5. The superparamagnetic nanoparticle according to claim 1 wherein the nanoparticle is functionalized with functional groups selected from the group consisting of amine, ammonium, alkylamine, dialkylamine, amide, hydroxyl, ether, carboxyl, ester, thiol, thioether, alkene, and alkyne.

6. The superparamagnetic nanoparticle according to claim 1 wherein the nanoparticle is made by a process comprising heating the superparamagnetic metal oxide to above a temperature of greater than 50° C., 80° C., 100° C., 120° C., 140° C., 160° C., 180° C., 200° C., or greater than 200° C.

7. The nanoparticle according to claim 1 wherein the nanoparticle comprises superparamagnetic iron oxide.

8. The nanoparticle according to claim 3 wherein said nanoparticle is substantially cubic.

9. The nanoparticle of claim 2 wherein said nanoparticle has a diameter in a range selected from the group consisting of: between about 1 nm and about 500 nm, between about 1 nm and about 300 nm, between about 1 nm and about 150 nm, between about 1 nm and about 50 nm, between about 1 nm and about 10 nm, between about 3 and about 10 nm and between about 5 nm and about 8 nm.

10. The nanoparticle according to claim 9 wherein the nanoparticle is conjugated with a group that comprises a molecule selected from the group consisting of: nucleic acid, protein, antibody, lectin, carbohydrate, antibiotic, pharmaceutical, anti-cancer drug, and wound healing drug.

11. A method for synthesizing a polyhedral superparamagnetic metal oxide nanoparticle, said method comprising the steps of:

making amorphous nanoparticles of the superparamagnetic metal oxide and heating the amorphous nanoparticles to more than about 100° C. for more than about 8 hours.

12. The method according to claim 11 wherein the nanoparticle has a shape selected from the group consisting of: primitive cubic, body-centered cubic, face-centered cubic, primitive tetragonal, body-centered tetragonal, primitive orthorhombic, body-centered orthorhombic, single face-centered orthorhombic, multiple face-centered orthorhombic, primitive monoclinic, single face-centered monoclinic, primitive triclinic, single face-centered hexagonal, and rhombohedral, monohedral, parallelohedral, dihedral, dishpenoid, prism, pyramid, dipyramid, trapezohedron, scalenohedron, rhombohedron, and tetrahedron.

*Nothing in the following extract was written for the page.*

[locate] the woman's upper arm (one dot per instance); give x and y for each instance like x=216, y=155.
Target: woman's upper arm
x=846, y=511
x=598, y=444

13. The method according to claim 11 further comprising coating the nanoparticles with a material comprising an ingredient selected from the group consisting of silica, dextran, polyethylene glycol, polylactic acid, polyglycolic acid, poly(N-isopropylacrylamide) (PNIPAM), hydroxyapatite, layered double hydroxide and alginate.

14. The method according to claim 11 comprising heating the precipitate to at least about 100 C for at least about 10 hours under pressure.

15. A pharmaceutical composition comprising the nanoparticle according to claim 1 in association with a pharmaceutically acceptable carrier.

16. A method of labelling a cell comprising:

(c) labelling said cell with a nanoparticle according to claim 1; and

(d) detecting said nanoparticle.

17. The method according to claim 16 wherein the nanoparticle has a shape selected from the group consisting of: primitive cubic, body-centered cubic, face-centered cubic, primitive tetragonal, body-centered tetragonal, primitive orthorhombic, body-centered orthorhombic, single face-centered orthorhombic, multiple face-centered orthorhombic, primitive monoclinic, single face-centered monoclinic, primitive triclinic, single face-centered hexagonal, and rhombohedral, monohedral, parallelohedral, dihedral, dishpenoid, prism, pyramid, dipyramid, trapezohedron, scalenohedron, rhombohedron, and tetrahedron.

18. The method according to claim 16 wherein the metal is selected from the group consisting of: Cobalt, Titanium, Manganese, Magnesium, Nickel, Copper, Zinc, Vanadium, Gold, Palladium, Platinum and Iron.

19. A method of treating a subject in need of said treatment, said treatment comprising administering to said subject a superparamagnetic nanoparticle according to claim 1 conjugated with a therapeutically effective group and in association with a pharmaceutically acceptable excipient.

20. The use of a superparamagnetic nanoparticle according to claim 1 to manufacture a medicament.